这里有个zxid（ZooKeeper Transaction Id），有点像MySQL的GTID。每次对Zookeeper的状态的改变都会产生一个zxid，zxid是全局有序的，如果zxid1小于zxid2，则zxid1在zxid2之前发生。

简单分析一下写入过程：

确定要写的事务日志：当Zk启动完成或日志写满时，会与日志文件断开连接。这个时候会根据zxid创建一个日志。
是否需要预分配：如果检测到当前日志剩余空间不足4KB时
事务序列化
为每个事务生成一个Checksum，目的是为了校验数据的完整性和一致性。
写入文件，不过是写在Buffer里，并未落盘。
落盘。根据用户配置来决定是否强制落盘。

TxnLog.commit

这个方法被调用的时机大致有：

服务端比较闲的时候去调用
到请求数量超出1000时，调用。之前提到过GroupCommit，其实就是在这个时候调用的。
zk的shutdown钩子被调用时，调用

    /**
     * commit the logs. make sure that everything hits the
     * disk
     */
    public synchronized void commit() throws IOException {
        if (logStream != null) {
            logStream.flush();
        }
        for (FileOutputStream log : streamsToFlush) {
            log.flush();
            if (forceSync) {
                long startSyncNS = System.nanoTime();

                FileChannel channel = log.getChannel();
                channel.force(false);//对应fdataSync

                syncElapsedMS = TimeUnit.NANOSECONDS.toMillis(System.nanoTime() - startSyncNS);
                if (syncElapsedMS > fsyncWarningThresholdMS) {
                    if(serverStats != null) {
                        serverStats.incrementFsyncThresholdExceedCount();
                    }
                    LOG.warn("fsync-ing the write ahead log in "
                            + Thread.currentThread().getName()
                            + " took " + syncElapsedMS
                            + "ms which will adversely effect operation latency. "
                            + "File size is " + channel.size() + " bytes. "
                            + "See the ZooKeeper troubleshooting guide");
                }
            }
        }
        while (streamsToFlush.size() > 1) {
            streamsToFlush.removeFirst().close();
        }
    }

代码非常的简单。如果logStream还有，那就先刷下去。然后遍历待flush的队列（是个链表，用来保持操作顺序），同时还会关注写入的时间，如果过长，则会打一个Warn的日志。

DataTree和DataNode

DataTree是Zk的内存数据结构——就是我们之前说到的MTable。它以树状结构来组织DataNode。

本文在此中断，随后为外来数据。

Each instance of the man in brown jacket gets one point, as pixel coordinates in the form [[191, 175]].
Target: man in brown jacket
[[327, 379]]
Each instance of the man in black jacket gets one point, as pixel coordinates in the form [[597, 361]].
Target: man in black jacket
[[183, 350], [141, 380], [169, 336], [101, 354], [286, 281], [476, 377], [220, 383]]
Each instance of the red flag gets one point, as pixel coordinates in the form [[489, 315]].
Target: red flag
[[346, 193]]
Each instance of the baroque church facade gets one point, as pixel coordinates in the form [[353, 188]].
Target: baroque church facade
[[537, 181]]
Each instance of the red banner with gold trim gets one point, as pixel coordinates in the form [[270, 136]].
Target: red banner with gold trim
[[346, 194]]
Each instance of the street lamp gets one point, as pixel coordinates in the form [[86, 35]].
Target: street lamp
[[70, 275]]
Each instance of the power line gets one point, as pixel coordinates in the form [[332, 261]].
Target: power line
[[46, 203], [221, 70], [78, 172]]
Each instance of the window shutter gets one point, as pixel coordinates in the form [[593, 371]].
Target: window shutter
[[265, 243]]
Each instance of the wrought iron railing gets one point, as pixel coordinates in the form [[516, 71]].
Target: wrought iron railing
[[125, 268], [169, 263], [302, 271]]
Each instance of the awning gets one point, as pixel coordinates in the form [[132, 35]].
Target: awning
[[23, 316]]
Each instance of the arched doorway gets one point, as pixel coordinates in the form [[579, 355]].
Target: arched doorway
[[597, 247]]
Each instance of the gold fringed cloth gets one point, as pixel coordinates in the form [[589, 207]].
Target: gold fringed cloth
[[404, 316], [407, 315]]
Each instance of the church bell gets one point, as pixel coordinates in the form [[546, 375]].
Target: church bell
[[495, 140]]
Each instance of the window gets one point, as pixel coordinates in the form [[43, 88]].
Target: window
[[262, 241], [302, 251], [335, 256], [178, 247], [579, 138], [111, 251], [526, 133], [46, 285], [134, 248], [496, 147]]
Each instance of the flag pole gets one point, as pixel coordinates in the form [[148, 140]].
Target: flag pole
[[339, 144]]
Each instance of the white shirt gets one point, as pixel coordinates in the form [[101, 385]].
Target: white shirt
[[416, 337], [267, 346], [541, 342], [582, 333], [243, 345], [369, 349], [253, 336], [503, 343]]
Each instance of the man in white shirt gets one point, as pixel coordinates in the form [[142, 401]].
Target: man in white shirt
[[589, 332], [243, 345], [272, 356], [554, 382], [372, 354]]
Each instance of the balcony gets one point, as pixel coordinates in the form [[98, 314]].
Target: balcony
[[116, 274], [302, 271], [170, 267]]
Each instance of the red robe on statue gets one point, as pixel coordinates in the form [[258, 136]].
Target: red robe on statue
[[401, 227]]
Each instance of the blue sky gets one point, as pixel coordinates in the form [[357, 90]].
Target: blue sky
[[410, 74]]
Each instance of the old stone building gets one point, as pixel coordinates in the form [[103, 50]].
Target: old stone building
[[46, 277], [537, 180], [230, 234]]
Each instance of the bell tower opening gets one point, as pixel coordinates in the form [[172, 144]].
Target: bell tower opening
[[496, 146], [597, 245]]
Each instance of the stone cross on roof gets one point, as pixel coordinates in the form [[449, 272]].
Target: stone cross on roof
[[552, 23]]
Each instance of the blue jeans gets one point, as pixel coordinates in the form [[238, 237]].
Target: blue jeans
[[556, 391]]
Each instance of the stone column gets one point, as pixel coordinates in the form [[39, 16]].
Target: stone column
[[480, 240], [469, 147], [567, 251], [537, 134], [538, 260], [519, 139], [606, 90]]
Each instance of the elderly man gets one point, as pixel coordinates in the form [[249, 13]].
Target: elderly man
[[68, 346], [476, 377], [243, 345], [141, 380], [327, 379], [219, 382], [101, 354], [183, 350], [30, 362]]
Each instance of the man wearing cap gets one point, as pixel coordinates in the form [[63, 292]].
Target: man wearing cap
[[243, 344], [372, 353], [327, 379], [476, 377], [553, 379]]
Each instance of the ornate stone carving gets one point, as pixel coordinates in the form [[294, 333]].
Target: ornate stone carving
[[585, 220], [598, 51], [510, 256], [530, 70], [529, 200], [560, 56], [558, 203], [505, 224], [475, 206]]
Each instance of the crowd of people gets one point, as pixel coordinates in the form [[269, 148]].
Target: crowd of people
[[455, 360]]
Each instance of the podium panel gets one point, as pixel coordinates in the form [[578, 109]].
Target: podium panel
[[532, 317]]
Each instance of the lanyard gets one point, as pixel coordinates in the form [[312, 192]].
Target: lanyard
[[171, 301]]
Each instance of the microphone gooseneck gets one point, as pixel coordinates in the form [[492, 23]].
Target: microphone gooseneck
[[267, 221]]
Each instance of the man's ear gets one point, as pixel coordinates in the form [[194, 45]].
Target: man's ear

这么听起来可能有点云里雾里，不妨直接看一下DataNode的相关代码。

public class DataNode implements Record {
    /** the data for this datanode */
    byte data[];

    /**
     * the acl map long for this datanode. the datatree has the map
     */
    Long acl;

    /**
     * the stat for this node that is persisted to disk.
     */
    public StatPersisted stat;

    /**
     * the list of children for this node. note that the list of children string
     * does not contain the parent path -- just the last part of the path. This
     * should be synchronized on except deserializing (for speed up issues).
     */
    private Set<String> children = null;
.....
}

如果用过ZkClient的小伙伴，可能非常熟悉。这就是我们根据一个path获取数据时返回的相关属性——这就是用来描述存储数据的一个类。注意，DataNode还会维护它的Children。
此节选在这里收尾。